From: Ben Knoble <ben.knoble@gmail•com>
To: Jacob Keller <jacob.e.keller@intel•com>
Cc: git@vger•kernel.org, Junio C Hamano <gitster@pobox•com>,
Jacob Keller <jacob.keller@gmail•com>
Subject: Re: [PATCH v4 3/3] diff --no-index: support limiting by pathspec
Date: Tue, 3 Jun 2025 22:37:28 -0400 [thread overview]
Message-ID: <374BC043-8FB8-4052-BDE7-6BAE7F182994@gmail.com> (raw)
In-Reply-To: <20250521232917.2333291-4-jacob.e.keller@intel.com>
Actually, one comment :)
> Le 21 mai 2025 à 19:29, Jacob Keller <jacob.e.keller@intel•com> a écrit :
>
> From: Jacob Keller <jacob.keller@gmail•com>
>
> The --no-index option of git-diff enables using the diff machinery from
> git while operating outside of a repository.

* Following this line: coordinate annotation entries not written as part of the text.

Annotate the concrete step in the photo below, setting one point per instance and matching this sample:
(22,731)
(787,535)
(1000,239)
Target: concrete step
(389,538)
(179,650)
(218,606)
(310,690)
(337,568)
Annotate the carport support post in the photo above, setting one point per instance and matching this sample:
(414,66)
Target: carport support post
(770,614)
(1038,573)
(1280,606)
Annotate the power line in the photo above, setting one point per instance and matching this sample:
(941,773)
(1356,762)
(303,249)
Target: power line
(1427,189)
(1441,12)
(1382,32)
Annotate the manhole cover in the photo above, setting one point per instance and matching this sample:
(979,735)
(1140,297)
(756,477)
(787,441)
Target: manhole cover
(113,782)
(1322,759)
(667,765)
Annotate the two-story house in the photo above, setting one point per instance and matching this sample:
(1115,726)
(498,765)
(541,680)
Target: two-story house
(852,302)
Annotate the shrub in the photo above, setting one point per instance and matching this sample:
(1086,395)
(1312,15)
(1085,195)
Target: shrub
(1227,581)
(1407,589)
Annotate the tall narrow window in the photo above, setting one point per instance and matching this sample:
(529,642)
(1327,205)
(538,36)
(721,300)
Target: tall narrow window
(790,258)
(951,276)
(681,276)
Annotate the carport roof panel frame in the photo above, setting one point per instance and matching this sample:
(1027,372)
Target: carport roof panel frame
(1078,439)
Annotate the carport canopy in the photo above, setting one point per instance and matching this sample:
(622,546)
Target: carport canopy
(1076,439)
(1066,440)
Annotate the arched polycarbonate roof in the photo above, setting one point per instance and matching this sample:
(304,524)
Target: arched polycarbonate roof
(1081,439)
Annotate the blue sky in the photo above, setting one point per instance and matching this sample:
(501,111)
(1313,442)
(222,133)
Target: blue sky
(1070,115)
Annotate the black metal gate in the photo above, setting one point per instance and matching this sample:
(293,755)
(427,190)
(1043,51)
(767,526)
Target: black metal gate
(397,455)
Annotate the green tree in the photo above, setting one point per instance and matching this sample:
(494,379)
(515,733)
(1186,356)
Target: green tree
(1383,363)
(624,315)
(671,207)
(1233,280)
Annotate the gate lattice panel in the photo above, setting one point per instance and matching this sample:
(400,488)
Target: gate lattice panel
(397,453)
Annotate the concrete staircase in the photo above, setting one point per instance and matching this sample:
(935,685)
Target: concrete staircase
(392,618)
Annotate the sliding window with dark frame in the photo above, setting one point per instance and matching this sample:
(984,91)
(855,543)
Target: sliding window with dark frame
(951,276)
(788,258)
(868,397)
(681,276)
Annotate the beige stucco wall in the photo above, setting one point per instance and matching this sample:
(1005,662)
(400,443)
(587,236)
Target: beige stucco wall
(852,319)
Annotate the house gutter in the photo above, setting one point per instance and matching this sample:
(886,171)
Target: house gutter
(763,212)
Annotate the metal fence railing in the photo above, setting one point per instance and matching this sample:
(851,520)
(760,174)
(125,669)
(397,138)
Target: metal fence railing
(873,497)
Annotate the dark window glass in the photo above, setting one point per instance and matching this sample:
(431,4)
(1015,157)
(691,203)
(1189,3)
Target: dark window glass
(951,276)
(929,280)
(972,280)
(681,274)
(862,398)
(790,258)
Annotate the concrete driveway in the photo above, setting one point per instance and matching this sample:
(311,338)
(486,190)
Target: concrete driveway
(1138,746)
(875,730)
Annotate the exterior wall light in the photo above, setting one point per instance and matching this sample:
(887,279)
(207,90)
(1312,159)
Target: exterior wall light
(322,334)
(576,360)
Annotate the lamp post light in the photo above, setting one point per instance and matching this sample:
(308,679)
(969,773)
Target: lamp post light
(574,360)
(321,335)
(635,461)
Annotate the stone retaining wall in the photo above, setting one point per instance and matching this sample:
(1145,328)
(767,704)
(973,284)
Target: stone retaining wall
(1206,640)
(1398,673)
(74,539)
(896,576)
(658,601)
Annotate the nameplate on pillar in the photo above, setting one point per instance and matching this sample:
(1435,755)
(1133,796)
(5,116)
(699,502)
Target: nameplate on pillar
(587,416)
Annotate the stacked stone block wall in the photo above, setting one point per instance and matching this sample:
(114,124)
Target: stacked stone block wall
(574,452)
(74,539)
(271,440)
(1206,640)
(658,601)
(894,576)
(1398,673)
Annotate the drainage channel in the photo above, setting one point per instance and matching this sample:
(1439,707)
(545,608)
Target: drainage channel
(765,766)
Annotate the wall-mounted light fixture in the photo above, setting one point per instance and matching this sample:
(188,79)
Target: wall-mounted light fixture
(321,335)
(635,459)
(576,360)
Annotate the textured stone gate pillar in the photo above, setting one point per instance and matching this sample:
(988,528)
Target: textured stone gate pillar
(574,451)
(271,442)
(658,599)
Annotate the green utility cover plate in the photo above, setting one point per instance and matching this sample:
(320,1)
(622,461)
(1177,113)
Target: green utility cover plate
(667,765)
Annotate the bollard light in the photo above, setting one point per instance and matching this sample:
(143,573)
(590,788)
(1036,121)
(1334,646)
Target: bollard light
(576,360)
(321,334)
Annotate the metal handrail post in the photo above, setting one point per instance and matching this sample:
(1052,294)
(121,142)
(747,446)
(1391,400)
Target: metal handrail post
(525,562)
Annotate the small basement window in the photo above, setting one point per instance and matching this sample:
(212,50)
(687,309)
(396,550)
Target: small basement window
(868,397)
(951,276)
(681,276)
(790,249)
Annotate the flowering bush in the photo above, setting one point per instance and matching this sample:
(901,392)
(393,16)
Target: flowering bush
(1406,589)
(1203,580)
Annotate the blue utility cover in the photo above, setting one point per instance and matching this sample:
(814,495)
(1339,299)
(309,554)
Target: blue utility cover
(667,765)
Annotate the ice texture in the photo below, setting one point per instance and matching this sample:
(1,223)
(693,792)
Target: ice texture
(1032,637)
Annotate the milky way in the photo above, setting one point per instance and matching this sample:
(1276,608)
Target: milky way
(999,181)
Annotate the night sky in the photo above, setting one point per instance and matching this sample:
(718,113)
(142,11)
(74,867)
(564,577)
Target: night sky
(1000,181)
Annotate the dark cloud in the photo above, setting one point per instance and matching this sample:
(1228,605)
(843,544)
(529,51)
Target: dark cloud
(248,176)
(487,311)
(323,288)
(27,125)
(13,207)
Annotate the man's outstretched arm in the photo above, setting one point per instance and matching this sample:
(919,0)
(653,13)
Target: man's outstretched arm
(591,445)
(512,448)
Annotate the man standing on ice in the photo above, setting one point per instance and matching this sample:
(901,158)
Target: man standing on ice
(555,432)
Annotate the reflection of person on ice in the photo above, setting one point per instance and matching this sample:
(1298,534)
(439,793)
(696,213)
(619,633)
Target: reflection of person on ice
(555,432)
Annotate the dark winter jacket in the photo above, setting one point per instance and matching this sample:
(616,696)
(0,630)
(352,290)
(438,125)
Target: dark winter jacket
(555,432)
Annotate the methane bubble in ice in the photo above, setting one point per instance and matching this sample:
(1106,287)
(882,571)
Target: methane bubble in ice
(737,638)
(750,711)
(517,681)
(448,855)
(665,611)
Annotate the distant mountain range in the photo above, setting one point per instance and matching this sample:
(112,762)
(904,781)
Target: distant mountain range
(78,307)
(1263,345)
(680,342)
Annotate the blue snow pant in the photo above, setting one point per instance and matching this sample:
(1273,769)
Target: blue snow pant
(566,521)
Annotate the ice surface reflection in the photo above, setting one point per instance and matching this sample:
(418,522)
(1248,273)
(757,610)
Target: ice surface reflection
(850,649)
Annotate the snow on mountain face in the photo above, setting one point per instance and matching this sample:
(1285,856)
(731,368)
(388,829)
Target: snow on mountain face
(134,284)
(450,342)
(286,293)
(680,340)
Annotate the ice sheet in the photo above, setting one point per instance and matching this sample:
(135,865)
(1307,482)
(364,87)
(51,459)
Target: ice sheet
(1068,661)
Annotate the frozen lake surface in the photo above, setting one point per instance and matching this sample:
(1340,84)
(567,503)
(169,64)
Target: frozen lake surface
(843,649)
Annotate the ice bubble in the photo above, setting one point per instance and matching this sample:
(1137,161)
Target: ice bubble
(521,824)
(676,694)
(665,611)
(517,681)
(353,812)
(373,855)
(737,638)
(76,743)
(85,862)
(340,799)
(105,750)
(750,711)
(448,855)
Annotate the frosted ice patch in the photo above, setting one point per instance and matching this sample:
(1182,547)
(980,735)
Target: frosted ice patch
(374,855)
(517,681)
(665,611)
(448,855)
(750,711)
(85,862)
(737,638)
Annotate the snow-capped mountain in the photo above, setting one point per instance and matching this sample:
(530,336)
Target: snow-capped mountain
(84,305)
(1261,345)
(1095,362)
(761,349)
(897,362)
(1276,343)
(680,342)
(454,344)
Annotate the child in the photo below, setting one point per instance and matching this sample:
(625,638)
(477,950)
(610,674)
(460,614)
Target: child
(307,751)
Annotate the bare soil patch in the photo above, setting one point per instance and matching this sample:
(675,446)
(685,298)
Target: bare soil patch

This mode of git diff is
> able to compare directories and produce a diff of their contents.
>
> When operating git diff in a repository, git has the notion of
> "pathspecs" which can specify which files to compare. In particular,
> when using git to diff two trees, you might invoke:
>
> $ git diff-tree -r <treeish1> <treeish2>.
I do find it slightly confusing that this series and in particular this patch is all about git-diff(1), but the only example is about git-diff-tree(1). It’s not the best example to me, esp. since it doesn’t actually use the pathspec machinery (deferring that to prose only). But I get the gist, so not really an issue.
Rereading a bit, it seems this message goes to lengths to teach readers about pathspecs for git-diff here; perhaps we can simplify those parts and assume the reader is familiar enough with the details to understand the implications of « no-index mode doesn’t support pathspecs to limit comparison »?
Nit: Should the diff-tree command end with a period?
> where the treeish could point to a subdirectory of the repository.
>
> When invoked this way, users can limit the selected paths of the tree by
> using a pathspec. Either by providing some list of paths to accept, or
> by removing paths via a negative refspec.
>
> The git diff --no-index mode does not support pathspecs, and cannot
> limit the diff output in this way. Other diff programs such as GNU
> difftools have options for excluding paths based on a pattern match.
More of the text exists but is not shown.